他还想说什么,便看见一名眼生的家丁向他跑来。尽管眼生,那家丁依旧穿着太傅府中的服饰。他刚想皱眉问他怎么到了这儿来,可那家丁却气喘吁吁地开口了:“老爷,拍卖开始了,那幅画,揭晓了!奴才刚才去看了!”

他的声音落在寂静的喜堂中,实在是太明朗了。由于被尴尬的沉默所裹挟,所有人都看向了他,渴望他能说出点什么来打破如今沉滞的一切。仿佛就这么几句话,就能打破如今如泥沼般的气氛,让整个场子重新热起来,宾客们又能带着虚伪的笑容觥筹交错似的。
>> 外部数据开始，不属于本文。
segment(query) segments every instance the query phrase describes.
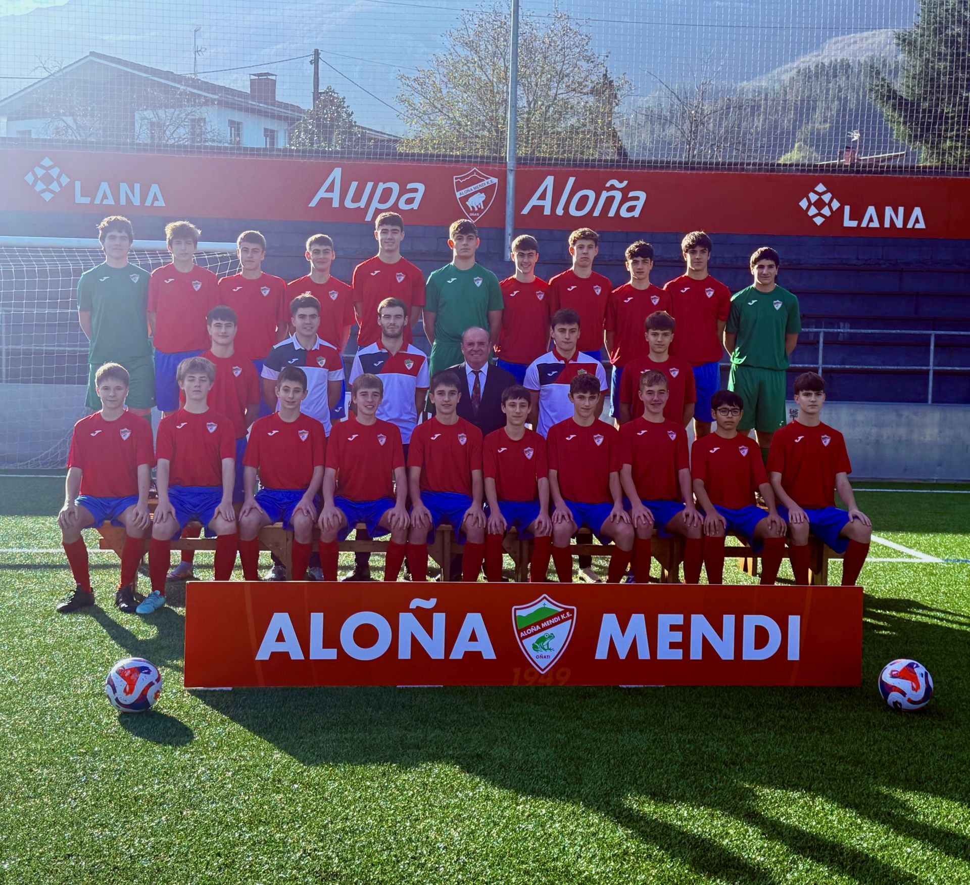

“是《烟波图》,是《烟波图》,是隐居的大儒云中山人认证过的,《烟波图》的真品!”那家奴欢喜地喊着,还有些气喘吁吁,“嗯……啊?这里这幅图,怎么同方才那幅图,长得这么像?”

……

所有的人都走了,连同被严嘉扶进了马车里,送进了医馆里的严尚书。顾大学士在同人争吵,指出了那幅假画上非特殊颜料所绘制的顶后,也自知拂了严尚书的面子,用袖子蒙着脸,不好意思地走了。可如今所有人都知道了,这幅所谓被严家珍而视之的、从外面寻回的传家宝,是一件赝品。

“严尚书不善此道,他辨认不出,也是正常。要是他不是那么相信自己鉴赏书画的能力,而去找其他人来帮忙辨认,或许是能看出来这只是件赝品的。”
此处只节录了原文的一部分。